Tastewise, they are very similar to lychees as you would expect.
When it came to making something with these I decided make something that's a bit of a family affair - a fruit salad with longan, lychee and rambutan with mango added for colour and a different flavour note. To then accentuate the round nature of these fruits I've also incorporated coloured tapioca seed that also have an interesting jelly quality to them. To round out this asian feel, they will all be marinated in a kaffir lime leaf syrup.
Tropical Fruit Salad in Kaffir Lime Leaf Syrup
Simple sugar syrup
Kaffir Lime leaves
coloured tapioca balls
Make the syrup:
A simple sugar syrup is made using 1 part water to 1 part sugar - it's then put on the stove and reduced slightly to form a syrup. For this recipe I've added shredded kaffir lime leaves - if you don't have access to them, lime or lemon zest will do.
You'll need to let the syrup cool before using it for this dish.
Cook the tapioca:
The tapioca I've used is a quick cooking coloured version
These need to boiled for about 5 minutes and then simmered until soften - they don't go mushy, they should have a bit of a chewy texture like jelly babies. Let the tapioca cool before using them in this dish.
Assemble the salad:
Mango - cut the cheeks away from the stone, then mark the cheeks in a small criss-cross pattern.
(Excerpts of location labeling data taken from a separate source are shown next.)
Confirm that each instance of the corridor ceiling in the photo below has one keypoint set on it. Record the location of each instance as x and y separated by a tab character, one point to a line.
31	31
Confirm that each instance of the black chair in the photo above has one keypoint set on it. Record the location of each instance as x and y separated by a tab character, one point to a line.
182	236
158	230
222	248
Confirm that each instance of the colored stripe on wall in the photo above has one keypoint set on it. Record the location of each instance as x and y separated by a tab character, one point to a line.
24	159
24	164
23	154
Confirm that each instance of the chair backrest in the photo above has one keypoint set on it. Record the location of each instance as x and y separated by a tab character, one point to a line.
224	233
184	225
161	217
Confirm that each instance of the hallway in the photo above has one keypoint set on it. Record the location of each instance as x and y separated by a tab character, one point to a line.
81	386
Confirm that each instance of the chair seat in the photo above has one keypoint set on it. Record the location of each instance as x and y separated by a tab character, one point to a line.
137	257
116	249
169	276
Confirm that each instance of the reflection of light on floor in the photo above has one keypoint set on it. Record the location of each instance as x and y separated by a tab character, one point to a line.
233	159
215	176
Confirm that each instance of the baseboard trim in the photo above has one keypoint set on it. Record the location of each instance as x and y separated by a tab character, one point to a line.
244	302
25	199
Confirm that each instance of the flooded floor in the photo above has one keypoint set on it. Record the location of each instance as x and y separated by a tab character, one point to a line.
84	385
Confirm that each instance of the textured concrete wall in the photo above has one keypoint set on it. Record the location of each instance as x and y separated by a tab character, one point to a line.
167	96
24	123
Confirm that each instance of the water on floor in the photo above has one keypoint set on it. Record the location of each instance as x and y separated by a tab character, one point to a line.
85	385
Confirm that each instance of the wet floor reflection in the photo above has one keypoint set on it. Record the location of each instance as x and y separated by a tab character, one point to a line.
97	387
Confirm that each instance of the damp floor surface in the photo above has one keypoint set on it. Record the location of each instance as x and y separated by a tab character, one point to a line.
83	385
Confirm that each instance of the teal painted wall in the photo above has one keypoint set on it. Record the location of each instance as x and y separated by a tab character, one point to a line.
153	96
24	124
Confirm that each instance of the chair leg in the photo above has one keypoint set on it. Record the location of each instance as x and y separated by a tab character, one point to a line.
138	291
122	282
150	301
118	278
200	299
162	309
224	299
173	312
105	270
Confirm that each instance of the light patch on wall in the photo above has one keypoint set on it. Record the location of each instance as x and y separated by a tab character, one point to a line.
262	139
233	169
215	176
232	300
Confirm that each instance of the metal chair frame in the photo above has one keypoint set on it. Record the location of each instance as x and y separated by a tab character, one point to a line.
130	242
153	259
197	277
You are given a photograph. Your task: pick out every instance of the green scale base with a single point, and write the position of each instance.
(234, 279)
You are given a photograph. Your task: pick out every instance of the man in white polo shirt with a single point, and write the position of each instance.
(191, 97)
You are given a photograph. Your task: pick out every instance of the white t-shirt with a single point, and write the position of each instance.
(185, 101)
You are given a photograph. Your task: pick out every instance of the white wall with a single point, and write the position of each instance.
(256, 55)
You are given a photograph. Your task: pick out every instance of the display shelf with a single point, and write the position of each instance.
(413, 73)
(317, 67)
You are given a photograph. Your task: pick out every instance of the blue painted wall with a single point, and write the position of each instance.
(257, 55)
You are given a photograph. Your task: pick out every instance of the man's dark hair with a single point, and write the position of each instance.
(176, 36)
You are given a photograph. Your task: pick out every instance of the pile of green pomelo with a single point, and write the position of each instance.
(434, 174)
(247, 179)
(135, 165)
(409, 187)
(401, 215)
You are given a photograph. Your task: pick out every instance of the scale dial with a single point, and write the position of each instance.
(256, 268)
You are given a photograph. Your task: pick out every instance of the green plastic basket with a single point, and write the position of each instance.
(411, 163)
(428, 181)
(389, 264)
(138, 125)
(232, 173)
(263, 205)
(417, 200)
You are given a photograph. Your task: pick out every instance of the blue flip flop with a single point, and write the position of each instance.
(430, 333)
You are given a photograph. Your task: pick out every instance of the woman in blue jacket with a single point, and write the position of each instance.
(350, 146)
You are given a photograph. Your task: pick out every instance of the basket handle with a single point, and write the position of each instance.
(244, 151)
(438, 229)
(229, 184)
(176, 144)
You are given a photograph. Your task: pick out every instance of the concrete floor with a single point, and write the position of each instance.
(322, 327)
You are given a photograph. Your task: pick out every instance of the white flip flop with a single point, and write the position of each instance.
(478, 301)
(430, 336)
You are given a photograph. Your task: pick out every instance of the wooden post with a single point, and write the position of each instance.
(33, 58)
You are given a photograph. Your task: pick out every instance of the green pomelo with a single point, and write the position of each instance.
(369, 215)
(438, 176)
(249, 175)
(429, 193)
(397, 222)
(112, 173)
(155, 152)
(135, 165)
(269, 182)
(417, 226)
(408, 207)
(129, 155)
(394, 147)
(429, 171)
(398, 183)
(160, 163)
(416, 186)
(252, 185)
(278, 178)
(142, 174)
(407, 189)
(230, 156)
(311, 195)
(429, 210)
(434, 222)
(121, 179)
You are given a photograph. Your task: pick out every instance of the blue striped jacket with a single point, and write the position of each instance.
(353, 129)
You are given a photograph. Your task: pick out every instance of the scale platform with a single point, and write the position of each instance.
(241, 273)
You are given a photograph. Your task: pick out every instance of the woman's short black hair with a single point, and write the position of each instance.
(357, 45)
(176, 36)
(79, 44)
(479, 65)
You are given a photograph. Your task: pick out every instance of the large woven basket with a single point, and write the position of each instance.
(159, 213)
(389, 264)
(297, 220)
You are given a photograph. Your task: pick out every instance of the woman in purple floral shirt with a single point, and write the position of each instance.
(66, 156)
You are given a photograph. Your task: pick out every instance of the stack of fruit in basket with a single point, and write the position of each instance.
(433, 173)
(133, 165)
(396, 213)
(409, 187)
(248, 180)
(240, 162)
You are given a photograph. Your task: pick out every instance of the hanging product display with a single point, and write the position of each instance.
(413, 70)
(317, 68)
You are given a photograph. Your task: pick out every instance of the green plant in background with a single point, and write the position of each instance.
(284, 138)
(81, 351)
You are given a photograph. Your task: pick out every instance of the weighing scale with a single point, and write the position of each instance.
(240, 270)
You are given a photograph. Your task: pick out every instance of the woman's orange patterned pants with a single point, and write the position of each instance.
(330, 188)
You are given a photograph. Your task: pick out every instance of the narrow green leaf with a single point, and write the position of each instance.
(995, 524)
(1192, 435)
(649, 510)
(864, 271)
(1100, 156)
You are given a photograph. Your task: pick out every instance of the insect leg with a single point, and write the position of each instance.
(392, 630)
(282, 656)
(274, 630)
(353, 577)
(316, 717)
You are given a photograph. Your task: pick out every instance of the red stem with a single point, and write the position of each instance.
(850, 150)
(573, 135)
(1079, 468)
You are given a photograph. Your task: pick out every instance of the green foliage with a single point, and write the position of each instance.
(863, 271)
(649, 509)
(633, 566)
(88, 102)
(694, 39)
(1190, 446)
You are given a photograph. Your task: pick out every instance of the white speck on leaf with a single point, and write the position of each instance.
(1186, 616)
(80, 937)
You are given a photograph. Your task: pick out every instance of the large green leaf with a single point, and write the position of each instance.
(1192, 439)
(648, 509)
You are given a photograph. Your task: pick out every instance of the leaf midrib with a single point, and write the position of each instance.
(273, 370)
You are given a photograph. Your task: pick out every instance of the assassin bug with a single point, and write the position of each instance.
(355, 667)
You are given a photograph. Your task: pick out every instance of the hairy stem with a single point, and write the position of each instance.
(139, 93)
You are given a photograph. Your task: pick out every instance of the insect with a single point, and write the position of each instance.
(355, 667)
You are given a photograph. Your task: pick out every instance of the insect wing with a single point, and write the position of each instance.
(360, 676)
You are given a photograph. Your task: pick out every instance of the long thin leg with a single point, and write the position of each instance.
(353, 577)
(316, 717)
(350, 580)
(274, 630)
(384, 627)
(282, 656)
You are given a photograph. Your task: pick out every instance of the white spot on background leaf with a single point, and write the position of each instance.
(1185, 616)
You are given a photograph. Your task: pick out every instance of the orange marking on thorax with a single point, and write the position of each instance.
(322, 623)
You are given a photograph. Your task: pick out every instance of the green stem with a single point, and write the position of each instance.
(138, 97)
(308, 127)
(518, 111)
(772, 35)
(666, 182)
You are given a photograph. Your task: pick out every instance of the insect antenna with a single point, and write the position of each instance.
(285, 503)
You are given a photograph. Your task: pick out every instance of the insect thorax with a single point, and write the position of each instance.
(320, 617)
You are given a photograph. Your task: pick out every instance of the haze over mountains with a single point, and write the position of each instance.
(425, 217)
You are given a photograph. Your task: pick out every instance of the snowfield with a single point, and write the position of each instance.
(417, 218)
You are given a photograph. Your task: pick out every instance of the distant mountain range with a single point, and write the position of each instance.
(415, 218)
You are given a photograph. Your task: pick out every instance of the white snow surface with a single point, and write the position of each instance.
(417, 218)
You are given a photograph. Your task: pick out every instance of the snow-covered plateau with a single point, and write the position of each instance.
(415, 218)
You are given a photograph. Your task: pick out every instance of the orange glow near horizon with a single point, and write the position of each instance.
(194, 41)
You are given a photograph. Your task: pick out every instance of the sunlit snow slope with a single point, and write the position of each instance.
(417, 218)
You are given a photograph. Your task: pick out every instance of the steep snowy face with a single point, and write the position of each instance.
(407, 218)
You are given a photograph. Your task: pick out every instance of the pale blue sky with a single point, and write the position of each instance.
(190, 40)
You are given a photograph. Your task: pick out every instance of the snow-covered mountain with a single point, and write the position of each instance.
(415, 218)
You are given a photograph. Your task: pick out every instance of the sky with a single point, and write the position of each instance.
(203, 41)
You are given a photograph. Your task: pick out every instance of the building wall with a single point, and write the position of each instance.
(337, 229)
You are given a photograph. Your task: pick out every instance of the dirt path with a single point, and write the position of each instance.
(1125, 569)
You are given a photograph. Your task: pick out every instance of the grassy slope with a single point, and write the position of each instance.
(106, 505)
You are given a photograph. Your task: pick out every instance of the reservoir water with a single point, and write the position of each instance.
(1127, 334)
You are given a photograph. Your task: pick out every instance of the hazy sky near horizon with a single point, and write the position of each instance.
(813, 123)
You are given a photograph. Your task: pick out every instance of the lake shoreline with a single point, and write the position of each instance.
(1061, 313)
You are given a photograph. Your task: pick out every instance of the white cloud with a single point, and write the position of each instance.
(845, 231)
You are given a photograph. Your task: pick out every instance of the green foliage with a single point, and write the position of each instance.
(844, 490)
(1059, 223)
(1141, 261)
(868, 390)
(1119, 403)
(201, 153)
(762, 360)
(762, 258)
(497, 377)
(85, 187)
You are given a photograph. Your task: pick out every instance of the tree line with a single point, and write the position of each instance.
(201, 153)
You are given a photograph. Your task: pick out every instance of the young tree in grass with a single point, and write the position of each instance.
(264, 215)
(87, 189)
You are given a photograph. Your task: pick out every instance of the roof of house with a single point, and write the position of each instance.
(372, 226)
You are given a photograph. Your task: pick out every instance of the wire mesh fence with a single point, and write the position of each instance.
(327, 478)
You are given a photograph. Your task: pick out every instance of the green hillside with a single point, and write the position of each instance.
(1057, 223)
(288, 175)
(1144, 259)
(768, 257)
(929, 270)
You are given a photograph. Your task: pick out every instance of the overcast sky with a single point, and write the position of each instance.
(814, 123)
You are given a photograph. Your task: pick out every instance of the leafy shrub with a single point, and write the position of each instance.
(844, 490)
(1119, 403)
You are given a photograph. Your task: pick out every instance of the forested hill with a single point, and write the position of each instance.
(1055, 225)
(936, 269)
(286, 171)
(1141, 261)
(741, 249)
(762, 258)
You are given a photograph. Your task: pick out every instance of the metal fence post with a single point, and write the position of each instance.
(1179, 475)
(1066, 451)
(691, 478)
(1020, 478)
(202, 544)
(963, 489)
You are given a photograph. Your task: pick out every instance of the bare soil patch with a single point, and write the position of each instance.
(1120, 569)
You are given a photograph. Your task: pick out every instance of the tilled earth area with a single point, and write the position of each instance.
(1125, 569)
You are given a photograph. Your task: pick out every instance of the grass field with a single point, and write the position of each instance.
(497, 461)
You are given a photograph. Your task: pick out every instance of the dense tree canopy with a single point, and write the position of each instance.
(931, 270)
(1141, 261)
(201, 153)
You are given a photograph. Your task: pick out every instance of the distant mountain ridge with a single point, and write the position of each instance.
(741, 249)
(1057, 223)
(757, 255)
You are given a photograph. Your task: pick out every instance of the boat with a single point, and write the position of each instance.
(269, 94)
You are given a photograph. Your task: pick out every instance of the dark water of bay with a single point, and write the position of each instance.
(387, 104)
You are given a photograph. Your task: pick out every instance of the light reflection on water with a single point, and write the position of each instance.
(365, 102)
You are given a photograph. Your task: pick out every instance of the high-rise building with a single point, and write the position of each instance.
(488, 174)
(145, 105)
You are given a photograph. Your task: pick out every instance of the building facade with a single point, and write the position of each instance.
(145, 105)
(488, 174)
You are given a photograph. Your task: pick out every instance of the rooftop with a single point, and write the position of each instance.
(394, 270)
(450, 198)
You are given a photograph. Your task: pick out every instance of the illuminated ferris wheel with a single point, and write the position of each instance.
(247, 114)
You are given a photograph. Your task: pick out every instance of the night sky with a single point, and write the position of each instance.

Using a large spoon you run it along the skin, this will cause the mango to release in a small dice.
Rambutans - the skin is very easy to remove, it's quite thick - you can either cut it along the horizontal or vertical line
Because these are much larger than the lychee or longan, I then cut them into eights, discarding the seed.
Lychees and Longans - are treated much the same, peel, seed and depending on the size cut them in half or quarters.
Place the prepared fruit into a bowl, add the cooked tapioca and then pour over with enough syrup to cover, then place it in the fridge for a few hours to allow the flavours of the syrup to sink in.